The show isis hostname on R1 displays the numerical System ID and the related hostname of the router with that ID. The show isis database shows the contents of the link-state database. 

In IS-IS, a router on a particular routing level generates only a single (although possibly fragmented) LSP containing all relevant information related to that router in one place:  
  -Adjacencies to neighboring routers or networks (similar to type 1 LSAs)   
  -Intra-area and inter-area prefixes(similar to prefix information collected from type 1, 2, and 3 LSAs)   
  -External prefixes(similar to type 5/7 LSAs)    

Type 2 LSA in OSPF carries two vital pieces of information: the address and netmask of a multiaccess network (address information) and a list of connected routers to this network(topological information). In IS-IS, the address information about all networks, both point-to-point and multiaccess, is contained in the LSP of each router connected to that network. The topological information about the network itself and the list of connected routers are contained in a so-called Pseudonode LSP generated by the DIS on the multiaccess network. 

An LSP has a unique identifier as a whole, and can only be flooded, requested, acknowledged, refreshed, aged, and flushed as a whole. Therefore, with any topological or addressing change, affected routers regenerate their entire LSPs and flood them. each IS-IS router originates only a single LSP (plus Pseudonode  LSPs if it is a DIS), and has therefore only a single or a few self-originated LSPs to age and refresh. 

Another difference between LSUs/LSAs and LSPs concerns their internal format with particular regard to extensibility. IS-IS encodes all topological and addressing information in Type-Length-Value records.

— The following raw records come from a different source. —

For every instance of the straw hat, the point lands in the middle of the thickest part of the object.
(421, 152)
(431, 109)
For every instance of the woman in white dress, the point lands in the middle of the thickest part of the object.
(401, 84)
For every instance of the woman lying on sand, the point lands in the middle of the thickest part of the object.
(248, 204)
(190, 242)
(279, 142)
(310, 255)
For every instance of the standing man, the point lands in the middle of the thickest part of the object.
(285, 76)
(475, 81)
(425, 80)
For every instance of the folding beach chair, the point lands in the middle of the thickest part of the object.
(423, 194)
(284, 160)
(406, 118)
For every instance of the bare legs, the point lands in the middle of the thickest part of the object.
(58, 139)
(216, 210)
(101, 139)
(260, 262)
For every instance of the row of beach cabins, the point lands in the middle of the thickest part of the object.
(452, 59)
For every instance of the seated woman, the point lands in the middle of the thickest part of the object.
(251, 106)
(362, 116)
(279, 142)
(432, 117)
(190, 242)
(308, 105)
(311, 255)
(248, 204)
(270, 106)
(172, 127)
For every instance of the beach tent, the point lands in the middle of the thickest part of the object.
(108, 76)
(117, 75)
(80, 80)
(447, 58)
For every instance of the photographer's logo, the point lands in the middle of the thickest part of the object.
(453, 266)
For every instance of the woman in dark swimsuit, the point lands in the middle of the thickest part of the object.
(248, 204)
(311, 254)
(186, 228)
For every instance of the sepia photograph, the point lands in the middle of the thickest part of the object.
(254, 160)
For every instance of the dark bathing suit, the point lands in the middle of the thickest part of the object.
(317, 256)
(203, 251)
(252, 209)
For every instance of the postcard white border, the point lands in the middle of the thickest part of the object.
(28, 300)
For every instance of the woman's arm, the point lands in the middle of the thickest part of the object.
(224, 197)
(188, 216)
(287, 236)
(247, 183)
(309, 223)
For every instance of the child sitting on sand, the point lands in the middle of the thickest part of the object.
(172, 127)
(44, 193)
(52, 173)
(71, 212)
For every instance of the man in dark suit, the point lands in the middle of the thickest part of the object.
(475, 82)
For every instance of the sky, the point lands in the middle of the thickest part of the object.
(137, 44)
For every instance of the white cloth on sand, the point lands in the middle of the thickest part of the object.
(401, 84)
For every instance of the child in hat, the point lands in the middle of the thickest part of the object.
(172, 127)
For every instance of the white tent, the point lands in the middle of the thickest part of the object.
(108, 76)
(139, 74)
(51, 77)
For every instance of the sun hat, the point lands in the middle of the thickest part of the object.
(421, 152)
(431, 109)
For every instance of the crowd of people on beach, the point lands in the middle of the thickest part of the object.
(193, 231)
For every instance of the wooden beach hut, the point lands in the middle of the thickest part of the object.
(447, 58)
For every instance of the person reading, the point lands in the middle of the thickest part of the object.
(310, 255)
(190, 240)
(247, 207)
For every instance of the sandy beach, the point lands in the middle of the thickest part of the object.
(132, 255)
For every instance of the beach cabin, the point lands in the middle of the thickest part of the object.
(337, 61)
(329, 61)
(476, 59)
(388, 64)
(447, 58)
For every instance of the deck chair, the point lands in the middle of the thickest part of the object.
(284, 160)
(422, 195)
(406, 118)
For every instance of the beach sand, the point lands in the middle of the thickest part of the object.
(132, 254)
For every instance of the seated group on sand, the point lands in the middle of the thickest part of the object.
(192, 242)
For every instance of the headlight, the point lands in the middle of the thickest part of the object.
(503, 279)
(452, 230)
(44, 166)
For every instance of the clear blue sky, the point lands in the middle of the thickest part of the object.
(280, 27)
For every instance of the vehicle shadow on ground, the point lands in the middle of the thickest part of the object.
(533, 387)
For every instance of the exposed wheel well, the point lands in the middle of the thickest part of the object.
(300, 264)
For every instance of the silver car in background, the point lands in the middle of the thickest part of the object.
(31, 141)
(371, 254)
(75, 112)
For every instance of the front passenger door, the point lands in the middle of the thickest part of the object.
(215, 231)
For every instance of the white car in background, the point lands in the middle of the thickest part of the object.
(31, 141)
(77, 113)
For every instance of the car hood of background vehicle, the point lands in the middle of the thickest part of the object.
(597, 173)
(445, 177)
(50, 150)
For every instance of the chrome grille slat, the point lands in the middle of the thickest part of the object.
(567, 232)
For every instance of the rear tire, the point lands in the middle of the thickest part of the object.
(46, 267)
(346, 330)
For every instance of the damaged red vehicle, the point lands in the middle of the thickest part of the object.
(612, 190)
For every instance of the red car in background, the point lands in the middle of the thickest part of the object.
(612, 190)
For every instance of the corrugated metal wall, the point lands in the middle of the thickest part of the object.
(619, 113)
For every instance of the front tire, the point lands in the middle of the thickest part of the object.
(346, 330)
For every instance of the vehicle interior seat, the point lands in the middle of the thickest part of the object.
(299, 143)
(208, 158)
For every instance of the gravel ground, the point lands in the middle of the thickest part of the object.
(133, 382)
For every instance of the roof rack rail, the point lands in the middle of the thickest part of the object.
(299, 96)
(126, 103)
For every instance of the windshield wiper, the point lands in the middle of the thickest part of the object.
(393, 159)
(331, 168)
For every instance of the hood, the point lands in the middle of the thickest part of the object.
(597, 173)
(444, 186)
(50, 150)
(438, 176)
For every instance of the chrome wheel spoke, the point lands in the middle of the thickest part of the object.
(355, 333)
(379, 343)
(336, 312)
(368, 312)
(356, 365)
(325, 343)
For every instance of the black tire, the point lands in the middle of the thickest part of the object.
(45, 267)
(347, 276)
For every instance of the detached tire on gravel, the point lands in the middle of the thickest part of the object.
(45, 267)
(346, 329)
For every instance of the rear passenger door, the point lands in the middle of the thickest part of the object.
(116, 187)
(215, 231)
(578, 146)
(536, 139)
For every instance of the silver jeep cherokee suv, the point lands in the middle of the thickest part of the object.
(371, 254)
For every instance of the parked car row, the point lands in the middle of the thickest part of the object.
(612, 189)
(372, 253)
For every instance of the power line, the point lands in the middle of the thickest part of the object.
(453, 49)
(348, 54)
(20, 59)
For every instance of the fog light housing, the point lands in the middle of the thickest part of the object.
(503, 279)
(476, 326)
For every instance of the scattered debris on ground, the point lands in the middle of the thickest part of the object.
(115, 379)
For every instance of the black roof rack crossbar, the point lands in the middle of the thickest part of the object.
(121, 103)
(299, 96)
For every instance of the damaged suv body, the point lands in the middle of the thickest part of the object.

While slightly less efficient in terms of memory and processing, this approach allows extensibility from day zero: A router will process those TLV  records it recognizes and ignore the records it does not support.

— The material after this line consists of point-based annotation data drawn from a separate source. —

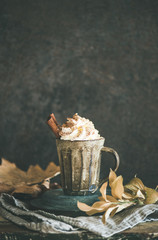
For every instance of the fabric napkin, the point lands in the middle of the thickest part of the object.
(19, 213)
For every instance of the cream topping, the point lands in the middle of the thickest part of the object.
(78, 128)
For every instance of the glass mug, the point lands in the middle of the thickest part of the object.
(80, 162)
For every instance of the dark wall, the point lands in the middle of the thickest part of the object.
(97, 58)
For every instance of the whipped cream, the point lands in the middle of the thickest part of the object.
(78, 128)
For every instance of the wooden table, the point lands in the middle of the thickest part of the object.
(10, 231)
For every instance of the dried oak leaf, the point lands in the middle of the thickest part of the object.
(30, 183)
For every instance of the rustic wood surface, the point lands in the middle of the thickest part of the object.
(11, 231)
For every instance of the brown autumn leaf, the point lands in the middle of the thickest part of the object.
(121, 197)
(32, 182)
(151, 195)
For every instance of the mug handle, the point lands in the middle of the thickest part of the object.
(94, 188)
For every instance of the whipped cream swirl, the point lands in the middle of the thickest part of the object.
(78, 128)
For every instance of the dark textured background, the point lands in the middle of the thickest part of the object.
(97, 58)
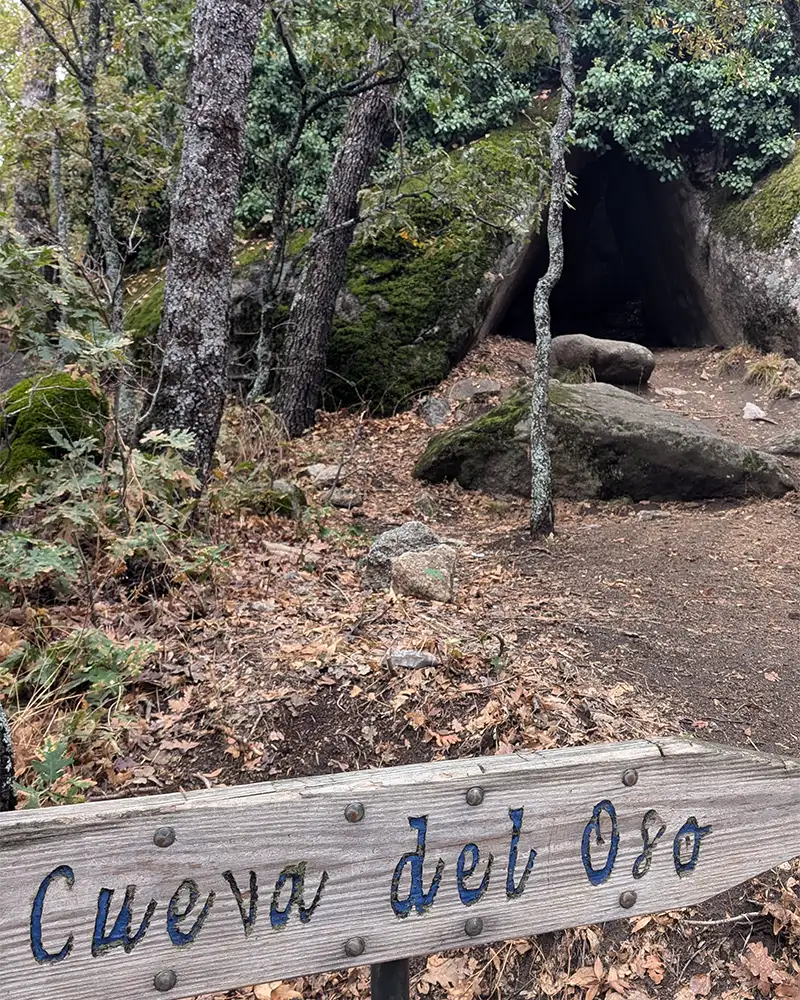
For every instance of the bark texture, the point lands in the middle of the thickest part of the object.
(542, 515)
(299, 379)
(194, 333)
(32, 180)
(8, 799)
(59, 194)
(792, 10)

Note: LSP packets are used to carry topological and addressing information in IS-IS. An LSP describes its originator, its adjacencies to neighboring network objects, and related addressing. Each LSP is uniquely identified by the SystemID.PseudonodeID-LSPNumber. Each LSP has a sequence number, starting at 0x00000001 and ending at 0xFFFFFFFF. The lifespan of an LSP is limited by its Remaining Lifetime timer set to 1200 seconds and decreasing. After this timer expires, a router is required to wait at least another ZeroAgeLifetime (60 seconds) before flushing the LSP. LSPs are refreshed by default every 900 seconds. Separate LSPs are originated for Level 1 and Level 2.

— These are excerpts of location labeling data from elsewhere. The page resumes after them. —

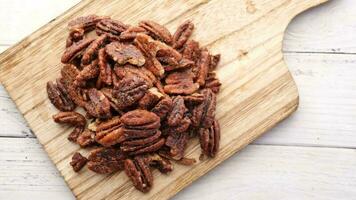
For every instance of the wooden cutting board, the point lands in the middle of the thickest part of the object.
(257, 92)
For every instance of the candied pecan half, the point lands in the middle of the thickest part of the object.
(110, 132)
(129, 91)
(73, 136)
(86, 23)
(203, 114)
(157, 31)
(99, 105)
(177, 113)
(125, 53)
(209, 139)
(131, 32)
(163, 107)
(69, 72)
(71, 118)
(158, 162)
(203, 65)
(105, 71)
(145, 74)
(59, 96)
(191, 50)
(138, 170)
(177, 143)
(106, 160)
(140, 119)
(150, 99)
(143, 145)
(73, 51)
(86, 138)
(89, 72)
(180, 83)
(212, 82)
(182, 34)
(78, 161)
(110, 27)
(149, 49)
(92, 50)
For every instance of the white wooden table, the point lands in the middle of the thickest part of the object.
(311, 155)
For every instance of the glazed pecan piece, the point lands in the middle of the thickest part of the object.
(110, 27)
(180, 83)
(110, 132)
(99, 105)
(125, 53)
(209, 139)
(157, 31)
(203, 114)
(129, 91)
(137, 169)
(78, 161)
(106, 160)
(143, 145)
(71, 118)
(182, 34)
(74, 50)
(86, 138)
(89, 72)
(105, 71)
(177, 113)
(92, 50)
(163, 107)
(59, 96)
(150, 99)
(131, 32)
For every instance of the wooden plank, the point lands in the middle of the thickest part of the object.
(328, 28)
(327, 110)
(262, 94)
(257, 172)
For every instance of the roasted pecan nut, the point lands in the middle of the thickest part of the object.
(150, 99)
(106, 160)
(86, 22)
(99, 105)
(89, 72)
(137, 169)
(105, 71)
(110, 26)
(177, 113)
(182, 34)
(131, 32)
(59, 96)
(110, 132)
(129, 91)
(78, 161)
(163, 107)
(125, 53)
(203, 114)
(177, 143)
(157, 31)
(74, 50)
(86, 138)
(141, 120)
(71, 118)
(69, 72)
(210, 139)
(92, 50)
(203, 65)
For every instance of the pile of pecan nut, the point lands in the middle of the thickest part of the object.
(145, 94)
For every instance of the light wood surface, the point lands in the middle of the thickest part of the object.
(301, 64)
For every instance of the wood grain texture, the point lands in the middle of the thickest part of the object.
(257, 172)
(257, 93)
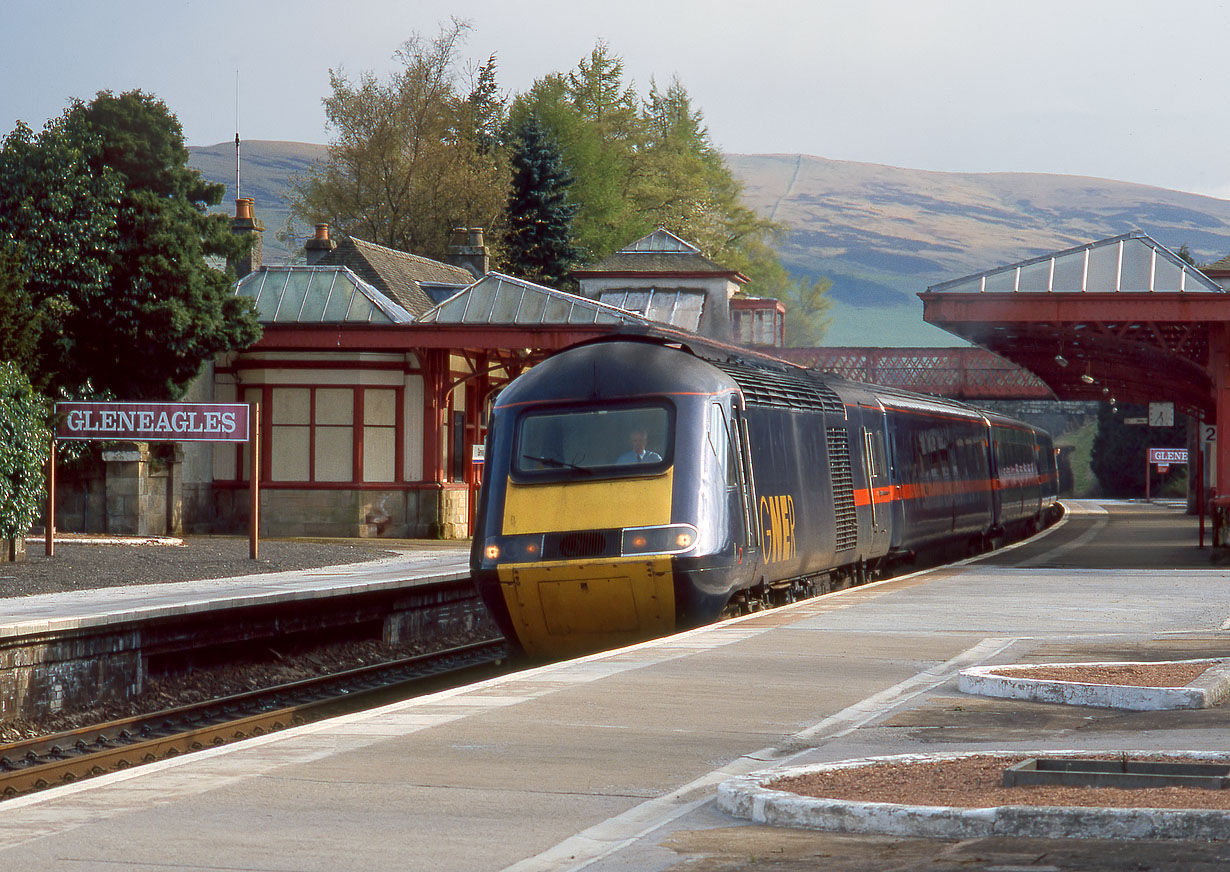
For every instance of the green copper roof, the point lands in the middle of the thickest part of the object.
(317, 295)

Complete and Partial Sequence Numbers PDUs 

Complete Sequence Numbers PDU (CSNP) and Partial Sequence Numbers PDU(PSNP) packets are used to synchronize link-state databases. CSNP packets are very similar in their function to OSPF Database Description Packets. The purpose of CSNP packets is to advertise a complete list of LSPs in the sender’s link-state database. Receivers of CSNP packets can compare their link-state database contents to the list of LSPs in the CSNP and perform appropriate action. Note that CSNPs list only LSPIDs, but they do not contain LSP bodies.

On point-to-point links, CSNP packets are exchanged usually only during initial adjacency buildup; on broadcast networks, CSNP packets are originated periodically by the DIS. PSNP packets are functionally similar to OSPF Link State Request and Link State Acknowledgment packets. Using PSNP, a router can either request a particular LSP or acknowledge its arrival. A single PSNP can request or acknowledge multiple LSPs.